KL: This is going to be real challenge, and the biggest thing is the unknown. We have to prepare ourselves to be proactive on how we can deliver the best overall service in the most cost-effective way. The biggest thing we've taken on as an organization is that our physicians are consolidating into one faculty practice group. At the same time, we are combining our corporations to become one health system. We are bringing physicians to the table, the medical center to the table, and we are integrating the care from physician practice through the medical center to when [patients] return. We are focusing on the continuum of care to manage chronic disease. The way we view the future, [accountable care organizations] or what have you, will revolve around population management. Health systems put us in a position to manage populations. We are spending a lot of time to create the right structure and implement the right information systems to support it.

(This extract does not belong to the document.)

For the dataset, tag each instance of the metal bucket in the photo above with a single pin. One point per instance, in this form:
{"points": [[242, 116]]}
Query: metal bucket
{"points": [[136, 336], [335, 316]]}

SM: An integrated health system provides a great opportunity to align incentives between the hospital and our physicians in our faculty practice plan. This will reduce overall costs but will increase our quality to our patients at the same time. But it is not easy to implement organizationally competing interests. Aligning those interests is challenging, but our organization is moving strongly in that direction.
We also wanted to reduce the number of [full-time equivalents], but we wanted a plan that was thoughtful of employees. We reduced 240 FTEs without any significant layoffs, saving $28 million on a year-over-year basis, and this was mostly done through attrition and retraining.
Q: What kind of advice would you give to CFOs of smaller hospitals during these fluctuating financial times?
KL: For small community hospitals, they need to be looking at where they can align with other hospitals in the future. I'm not talking about mergers, but just aligning and working together on population management. It is part of the [PPACA] initiative, so they must share information from a quality perspective. That's a key for long-term success: who your partners are.
SM: Ramp up physician alignment and cost cutting. We hate to be the masters of the obvious, but it's putting a new spin on old concepts.
KL: I want to add that hospitals need to be a low-cost provider; that's essential. Quality cost-cutting initiatives are going to be key. Volume drives costs, and to be viable in the long term, the physician alignment and cost-saving initiatives are essential.